What role should agencies play?
Those agencies that spend a lot of time trying to make sure buyers are more aware of the risks, privacy laws and best practice have a clear advantage. They should be pointing out to the client that they can do things differently and potentially avoid malpractice fines that can run into millions.
The best ones add real value providing mitigation of financial and reputational risk through robust planning. The ability to manage not only the physical security but also the intellectual security of an event is an increasingly important part of our proposition. What role should IT, HR and other departments play?
Although IT has to ensure that the data set is defined and the controls are in place, and HR is a stakeholder in data security, the lead on privacy in events should come from the group charged with putting them on. Microsoft has two privacy groups that work with other functions to ensure privacy policies are robust. The critical stage in this is post-event.
It cannot be left to IT, HR or any other departments. An effective security committee is essential and should include senior managers and directors.
What is the future for fighting data crime likely to hold?
Cyber crime is now a huge risk to corporates, and one that many people do not understand. Those in the public sector have to become more savvy about what should be done, especially as the successive generations adopt a more electronic way of life. Unfortunately, the people committing cyber crimes are also going to become smarter.
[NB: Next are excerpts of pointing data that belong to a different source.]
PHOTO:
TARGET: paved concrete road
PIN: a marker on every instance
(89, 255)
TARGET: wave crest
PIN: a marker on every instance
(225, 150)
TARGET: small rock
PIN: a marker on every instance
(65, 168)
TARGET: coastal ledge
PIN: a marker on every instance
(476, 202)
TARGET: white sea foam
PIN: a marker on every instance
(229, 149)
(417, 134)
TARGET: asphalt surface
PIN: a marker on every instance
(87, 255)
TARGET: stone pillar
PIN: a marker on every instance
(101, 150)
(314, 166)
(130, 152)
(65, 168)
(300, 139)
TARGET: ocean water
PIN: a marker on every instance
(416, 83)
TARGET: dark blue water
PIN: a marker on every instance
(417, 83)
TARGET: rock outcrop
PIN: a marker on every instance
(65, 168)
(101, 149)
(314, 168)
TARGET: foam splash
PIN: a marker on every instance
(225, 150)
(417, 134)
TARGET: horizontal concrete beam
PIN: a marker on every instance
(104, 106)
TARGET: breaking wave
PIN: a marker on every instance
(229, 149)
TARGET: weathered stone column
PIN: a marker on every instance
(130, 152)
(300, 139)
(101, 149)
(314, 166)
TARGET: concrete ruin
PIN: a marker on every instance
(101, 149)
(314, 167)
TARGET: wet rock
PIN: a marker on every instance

People need to be more conscious of what personal and company data they are handing over, and what they should not be disclosing.
The credit card industry will drive the technology to enable cards to be more secure than they are now, but while there is temptation, there will always be greed.
The relationship between data crime and information security is like an arms race. Rapid and effective response to emerging threats will be essential. Consequently, organisations that demand the highest levels of information security will spearhead the fight against data crime.
The harsh reality is that cyber criminals have their greatest success with the weakest targets, so the future of information security is about ensuring you are not the easiest target.